Al-Qaida plot against N.Y. subways uncovered
U.S. officials received intelligence that al-Qaida operatives had been 45 days away from releasing a deadly gas into the New York City’s subways when the plan was called off by Osama bin Laden’s deputy in 2003, according to a book excerpt released on Time magazine’s Web site.
According to the investigative report by Ron Suskind, an informant close to al-Qaida leaders told U.S. officials that Ayman al-Zawahri had canceled the plan in January 2003, despite the likelihood that the strike would have killed as many people as the Sept. 11 attacks.

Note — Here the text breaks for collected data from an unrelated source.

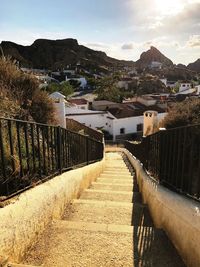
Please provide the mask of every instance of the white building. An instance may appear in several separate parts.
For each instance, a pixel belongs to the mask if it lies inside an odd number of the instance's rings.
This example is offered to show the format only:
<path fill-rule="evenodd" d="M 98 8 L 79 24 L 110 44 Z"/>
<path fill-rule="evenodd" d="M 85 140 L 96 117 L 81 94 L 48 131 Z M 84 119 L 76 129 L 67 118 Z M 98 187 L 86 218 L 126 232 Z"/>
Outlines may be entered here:
<path fill-rule="evenodd" d="M 163 79 L 159 79 L 165 86 L 167 86 L 167 79 L 163 78 Z"/>
<path fill-rule="evenodd" d="M 151 64 L 149 65 L 151 69 L 161 69 L 162 68 L 162 63 L 158 61 L 152 61 Z"/>
<path fill-rule="evenodd" d="M 129 84 L 132 82 L 131 78 L 122 78 L 120 81 L 117 82 L 116 86 L 120 89 L 128 90 Z"/>
<path fill-rule="evenodd" d="M 113 133 L 112 121 L 114 117 L 106 111 L 82 110 L 67 108 L 66 118 L 76 120 L 92 129 L 101 129 Z"/>
<path fill-rule="evenodd" d="M 158 113 L 154 110 L 145 111 L 143 137 L 157 132 L 159 130 L 159 123 L 166 115 L 167 113 Z"/>
<path fill-rule="evenodd" d="M 81 77 L 81 78 L 69 78 L 68 79 L 67 76 L 66 76 L 66 81 L 70 81 L 70 80 L 80 82 L 80 87 L 82 89 L 85 89 L 86 86 L 87 86 L 87 80 L 85 79 L 85 77 Z"/>
<path fill-rule="evenodd" d="M 109 111 L 86 111 L 77 108 L 67 108 L 66 118 L 76 120 L 93 129 L 105 130 L 113 136 L 113 140 L 120 135 L 141 132 L 143 125 L 143 115 L 118 118 Z"/>
<path fill-rule="evenodd" d="M 176 81 L 167 81 L 167 87 L 170 88 L 175 88 L 177 86 L 177 82 Z"/>
<path fill-rule="evenodd" d="M 110 108 L 111 106 L 115 105 L 115 102 L 112 101 L 107 101 L 107 100 L 95 100 L 92 102 L 92 108 L 94 110 L 101 110 L 101 111 L 105 111 L 108 108 Z"/>
<path fill-rule="evenodd" d="M 196 94 L 200 96 L 200 85 L 196 85 L 194 89 L 196 91 Z"/>
<path fill-rule="evenodd" d="M 88 110 L 89 108 L 89 103 L 84 98 L 70 98 L 68 99 L 68 102 L 71 104 L 74 104 L 77 108 L 80 108 L 80 109 Z"/>
<path fill-rule="evenodd" d="M 54 101 L 55 107 L 55 116 L 58 125 L 63 128 L 66 128 L 66 120 L 65 120 L 65 105 L 67 101 L 65 100 L 65 96 L 59 92 L 54 92 L 50 94 L 50 98 Z"/>
<path fill-rule="evenodd" d="M 184 92 L 184 91 L 188 91 L 191 88 L 192 88 L 191 83 L 180 83 L 179 93 Z"/>
<path fill-rule="evenodd" d="M 179 92 L 177 95 L 182 94 L 182 95 L 188 95 L 188 94 L 193 94 L 196 92 L 196 88 L 192 88 L 191 83 L 180 83 L 179 86 Z"/>
<path fill-rule="evenodd" d="M 54 99 L 57 121 L 62 127 L 66 127 L 66 118 L 73 119 L 90 128 L 107 131 L 113 136 L 113 140 L 129 134 L 141 134 L 143 131 L 144 111 L 134 105 L 114 103 L 108 110 L 94 111 L 67 102 L 65 96 L 58 92 L 51 94 L 51 98 Z M 164 115 L 165 112 L 159 113 L 158 119 Z"/>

The informant said the operatives had planned to use a small, easily concealed device to release hydrogen cyanide into multiple subway cars. U.S. officials had already discovered plans for the device on the hard drive of a computer of a Bahraini jihadist arrested in February 2003, and they had been able to construct a working model from the plans.
The easy-to-make device, called “the mubtakkar,” meaning “invention” in Arabic or “initiative” in Farsi, represented a breakthrough in weapons technology that “was the equivalent of splitting the atom,” Suskind writes in his book. All previous attempts to use the deadly gas, similar to that used in Holocaust-era gas chambers, in mass attacks had failed.
The FBI declined to confirm the details of Suskind’s account.
A New York Police Department spokesman said authorities had known of the planned attack. “We were aware of the plot and took appropriate precaution,” Paul Browne told The Associated Press.
According to the report, President Bush was shown a model of the weapon in March 2003 and ordered alerts sent through the U.S. government. When intelligence arrived that al-Zawahri had called off the attack, Bush worried that something worse was in the works, Suskind writes.
“What has been concluded for the most part is this: al-Qaida’s thinking is that a second-wave attack should be more destructive and more disruptive than 9/11,” Suskind told the magazine in an interview.
The excerpt of Suskind’s book, “The One Percent Doctrine,” appears in Time’s most recent issue. Suskind is a former Pulitzer Prize-winning reporter for The Wall Street Journal.